Note: F0: fundamental frequency in hertz. F1–F4: frequency of the first to the fourth formant in hertz. HNR: harmonic-to-noise ratio in decibel. Jitter and Shimmer reflect variation of pitch and loudness expressed in microseconds and decibel, respectively. The summed energy between 50 Hz–1 kHz (low-frequency energy in decibel) and 1–5 kHz (high-frequency energy in decibel) was computed from the long-term average spectrum between 0 and 6700 Hz.

Effect of Voice Gender

As hypothesized by the overlapping neuronal population model, the regressor modeling the degree of morph did not reveal any regions showing greater activity to either one of the continuum end points (P > 0.001, uncorrected, i.e., no differences males vs. females). To further visualize this absence of effect, parameter estimates are displayed in Figure 3ac (degree of morph panels).

Carryover Effect of Voice Gender Physical Difference

When analyzing the carryover effect, we observed significant repetition suppression effects in the anterior portions of the right STS, overlapping with the independently localized TVA (Fig. 2b): in this region, the smaller was the physical difference between stimuli, the lower/smaller was the BOLD signal T1,19 = 4.55, P < 0.05 (FWE-corrected cluster level; Fig. 3a, middle panel; Table 3).

Table 3.

Effects of physical difference

Coordinates (mm) T values P values Cluster size
x y z
aSTS 54 −7 −8 5.04 0.001 25

Note: Whole-brain analysis. Clusters surviving a threshold of T > 3.58 (FWE, P < 0.05).

Table 2.

Temporal voice areas

Voice > nonvoice Coordinates (mm) T values P values Cluster size
x y z
Left
    Mid-STG −60 −31 4 10.18 0.001 186
    aSTS −51 −5 11 11.25 0.001 52
Right
    Mid-STG 54 −28 4 12.93 0.001 289

Note: Whole-brain analysis. Clusters surviving a threshold of T > 6.5 (FWE, P < 0.05). STG, Superior Temporal Gyrus.

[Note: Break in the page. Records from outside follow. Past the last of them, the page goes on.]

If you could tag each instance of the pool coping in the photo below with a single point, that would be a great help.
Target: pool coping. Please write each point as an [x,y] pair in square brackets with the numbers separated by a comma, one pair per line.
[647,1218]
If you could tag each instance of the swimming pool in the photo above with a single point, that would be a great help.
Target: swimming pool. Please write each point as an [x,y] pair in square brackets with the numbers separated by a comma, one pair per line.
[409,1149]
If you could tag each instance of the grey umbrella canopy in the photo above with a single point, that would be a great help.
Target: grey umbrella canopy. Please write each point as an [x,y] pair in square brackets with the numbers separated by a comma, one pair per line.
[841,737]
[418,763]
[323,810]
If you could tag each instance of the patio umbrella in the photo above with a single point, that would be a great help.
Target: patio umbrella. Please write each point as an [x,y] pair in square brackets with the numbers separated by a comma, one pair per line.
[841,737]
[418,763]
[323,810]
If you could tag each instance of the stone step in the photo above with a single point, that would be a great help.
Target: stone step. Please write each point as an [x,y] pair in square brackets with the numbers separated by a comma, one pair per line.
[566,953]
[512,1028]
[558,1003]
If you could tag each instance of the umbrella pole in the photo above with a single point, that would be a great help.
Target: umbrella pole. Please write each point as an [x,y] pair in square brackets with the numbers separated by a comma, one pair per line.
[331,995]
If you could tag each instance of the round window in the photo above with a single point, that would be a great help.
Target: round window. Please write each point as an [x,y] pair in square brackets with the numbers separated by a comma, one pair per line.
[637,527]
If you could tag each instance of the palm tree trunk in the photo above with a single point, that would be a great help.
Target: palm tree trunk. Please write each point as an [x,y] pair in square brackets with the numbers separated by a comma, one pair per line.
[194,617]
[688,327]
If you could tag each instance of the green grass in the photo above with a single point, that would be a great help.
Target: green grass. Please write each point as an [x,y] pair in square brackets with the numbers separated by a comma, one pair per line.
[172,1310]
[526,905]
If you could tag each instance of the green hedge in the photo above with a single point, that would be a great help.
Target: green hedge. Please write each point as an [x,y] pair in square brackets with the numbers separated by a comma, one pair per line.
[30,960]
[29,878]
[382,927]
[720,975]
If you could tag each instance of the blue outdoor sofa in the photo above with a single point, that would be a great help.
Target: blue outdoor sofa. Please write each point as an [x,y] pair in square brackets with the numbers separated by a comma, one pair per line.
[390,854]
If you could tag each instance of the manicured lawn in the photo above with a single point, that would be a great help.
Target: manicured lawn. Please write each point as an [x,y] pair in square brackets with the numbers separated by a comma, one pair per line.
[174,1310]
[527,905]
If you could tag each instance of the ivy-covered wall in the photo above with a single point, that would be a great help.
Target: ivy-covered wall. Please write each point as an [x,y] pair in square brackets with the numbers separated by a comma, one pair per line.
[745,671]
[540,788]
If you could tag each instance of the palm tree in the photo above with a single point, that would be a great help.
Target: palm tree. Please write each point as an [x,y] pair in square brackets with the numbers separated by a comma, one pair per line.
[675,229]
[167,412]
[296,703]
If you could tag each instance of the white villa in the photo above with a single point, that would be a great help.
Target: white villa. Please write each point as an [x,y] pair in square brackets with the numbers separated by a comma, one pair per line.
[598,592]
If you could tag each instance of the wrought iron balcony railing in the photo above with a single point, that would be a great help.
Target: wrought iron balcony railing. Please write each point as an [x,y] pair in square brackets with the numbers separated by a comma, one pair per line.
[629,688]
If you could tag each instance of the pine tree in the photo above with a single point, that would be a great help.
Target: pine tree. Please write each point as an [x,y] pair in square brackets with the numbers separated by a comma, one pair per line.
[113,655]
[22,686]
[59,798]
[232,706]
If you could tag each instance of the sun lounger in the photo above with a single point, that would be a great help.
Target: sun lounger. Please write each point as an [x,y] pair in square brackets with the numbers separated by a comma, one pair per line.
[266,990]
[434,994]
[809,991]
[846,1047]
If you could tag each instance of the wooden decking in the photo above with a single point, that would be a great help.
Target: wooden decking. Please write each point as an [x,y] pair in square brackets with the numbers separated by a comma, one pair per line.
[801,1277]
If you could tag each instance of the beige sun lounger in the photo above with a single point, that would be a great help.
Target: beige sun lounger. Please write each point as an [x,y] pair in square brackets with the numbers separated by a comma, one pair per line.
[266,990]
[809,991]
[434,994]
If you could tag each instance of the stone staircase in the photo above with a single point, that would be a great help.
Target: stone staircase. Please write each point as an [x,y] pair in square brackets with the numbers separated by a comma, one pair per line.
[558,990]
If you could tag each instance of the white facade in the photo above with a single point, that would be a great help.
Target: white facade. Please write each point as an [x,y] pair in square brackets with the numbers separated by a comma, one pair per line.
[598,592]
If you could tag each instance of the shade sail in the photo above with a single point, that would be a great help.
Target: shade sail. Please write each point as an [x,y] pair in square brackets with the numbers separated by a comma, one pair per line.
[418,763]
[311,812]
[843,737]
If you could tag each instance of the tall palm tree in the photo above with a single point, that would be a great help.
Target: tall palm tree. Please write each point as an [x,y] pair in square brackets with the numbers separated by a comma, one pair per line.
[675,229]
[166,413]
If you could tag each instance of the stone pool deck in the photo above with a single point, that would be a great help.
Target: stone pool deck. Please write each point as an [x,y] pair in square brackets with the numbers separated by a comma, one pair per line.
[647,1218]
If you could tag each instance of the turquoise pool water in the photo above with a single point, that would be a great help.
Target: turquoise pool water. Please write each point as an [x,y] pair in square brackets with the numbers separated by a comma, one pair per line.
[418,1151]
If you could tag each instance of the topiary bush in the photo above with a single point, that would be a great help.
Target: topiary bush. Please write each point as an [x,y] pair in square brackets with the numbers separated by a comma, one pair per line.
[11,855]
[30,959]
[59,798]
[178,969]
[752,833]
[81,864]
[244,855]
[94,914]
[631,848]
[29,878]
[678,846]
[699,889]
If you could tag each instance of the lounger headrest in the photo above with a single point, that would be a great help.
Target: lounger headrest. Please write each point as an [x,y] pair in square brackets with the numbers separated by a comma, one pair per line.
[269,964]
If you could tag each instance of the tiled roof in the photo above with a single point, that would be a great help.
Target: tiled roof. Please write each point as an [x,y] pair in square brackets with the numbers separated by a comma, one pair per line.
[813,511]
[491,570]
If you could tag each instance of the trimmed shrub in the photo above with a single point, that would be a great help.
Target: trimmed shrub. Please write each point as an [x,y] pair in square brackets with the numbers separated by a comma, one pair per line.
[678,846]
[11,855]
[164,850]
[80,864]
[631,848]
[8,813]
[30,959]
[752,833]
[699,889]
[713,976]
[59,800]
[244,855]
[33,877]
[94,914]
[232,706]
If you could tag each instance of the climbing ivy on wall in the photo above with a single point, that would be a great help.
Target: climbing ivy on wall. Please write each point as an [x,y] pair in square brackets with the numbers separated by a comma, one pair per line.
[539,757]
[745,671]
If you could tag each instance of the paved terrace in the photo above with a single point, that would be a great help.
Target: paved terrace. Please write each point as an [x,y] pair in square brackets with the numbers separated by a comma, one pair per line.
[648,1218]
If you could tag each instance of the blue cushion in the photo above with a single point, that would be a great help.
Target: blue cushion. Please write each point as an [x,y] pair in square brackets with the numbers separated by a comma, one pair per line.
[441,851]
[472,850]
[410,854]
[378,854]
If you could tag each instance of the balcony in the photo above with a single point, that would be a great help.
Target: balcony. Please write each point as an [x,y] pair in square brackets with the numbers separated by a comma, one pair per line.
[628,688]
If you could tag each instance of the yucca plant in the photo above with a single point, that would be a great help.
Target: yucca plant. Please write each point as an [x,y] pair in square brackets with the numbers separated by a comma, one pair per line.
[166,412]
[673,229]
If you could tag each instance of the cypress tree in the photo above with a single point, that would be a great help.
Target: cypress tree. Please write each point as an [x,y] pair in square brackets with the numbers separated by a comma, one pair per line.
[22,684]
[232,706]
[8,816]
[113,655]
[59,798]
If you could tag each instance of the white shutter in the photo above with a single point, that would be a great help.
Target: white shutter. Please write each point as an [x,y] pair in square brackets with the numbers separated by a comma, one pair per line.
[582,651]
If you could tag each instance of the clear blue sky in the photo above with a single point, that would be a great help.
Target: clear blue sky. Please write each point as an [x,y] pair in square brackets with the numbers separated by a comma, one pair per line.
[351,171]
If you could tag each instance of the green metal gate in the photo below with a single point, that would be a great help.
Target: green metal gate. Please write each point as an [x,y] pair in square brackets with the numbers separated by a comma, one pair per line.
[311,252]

Carryover Effect of Voice Gender Perceptual Difference

We then investigated the effects of perceptual difference between stimuli, included as an additional regressor in order to examine variance not explained by the physical difference (in the SPM design matrix, parametric regressors are orthogonalized, thus because the perceptual difference was entered after the physical difference, the effect observed corresponds to variations in the BOLD signal than cannot be explained by physical differences between stimuli—Fig. 1g). As we did for physical difference, we searched for regions showing repetition–suppression effects, that is, linear decrease of BOLD magnitude as the perceptual difference between consecutive stimuli decreased. This linear regression yielded bilateral effects in the inferior prefrontal cortices (IFGs), insulae, and the anterior cingulate cortex (ACC) (Fig. 2c; T1,19 = 3.58, P < 0.001 [FWE-corrected cluster level]). Interestingly, the BOLD signal magnitude as a function of perceptual difference between consecutive stimuli followed, in these regions, a quadratic polynomial expansion (Fig. 3b). When consecutive stimuli were perceived as very similar or very different (bins 0–25% or 76–100%), BOLD signal magnitude was lower than when consecutive stimuli were involving the 50% ambiguous voice (bins of 26–50% and 51–75%; Fig. 3b). This is in line with the subject's reaction times for which we observed an inverted U-shaped function where the 50% ambiguous stimuli led to slower voice gender decisions (Fig. 1c). We also observed a modulation of the BOLD signal in the precuneus, with greater (negative) magnitude for the 26–50% and 51–75% bins of perceptual difference (Fig. 3b; Table 4).

Table 4.

Effects of perceptual difference

Coordinates (mm) T values P values Cluster size
x y z
Left
    IFG −33 20 4 5.73 0.001 186
Right
    IFG 51 20 1 6.18 0.001 240
    ACC −9 14 49 8.64 0.001 404
    Precuneus −6 −55 19 6.03 0.001 347

Note: Whole-brain analysis. Clusters surviving a threshold of T > 3.58 (FWE, P < 0.05).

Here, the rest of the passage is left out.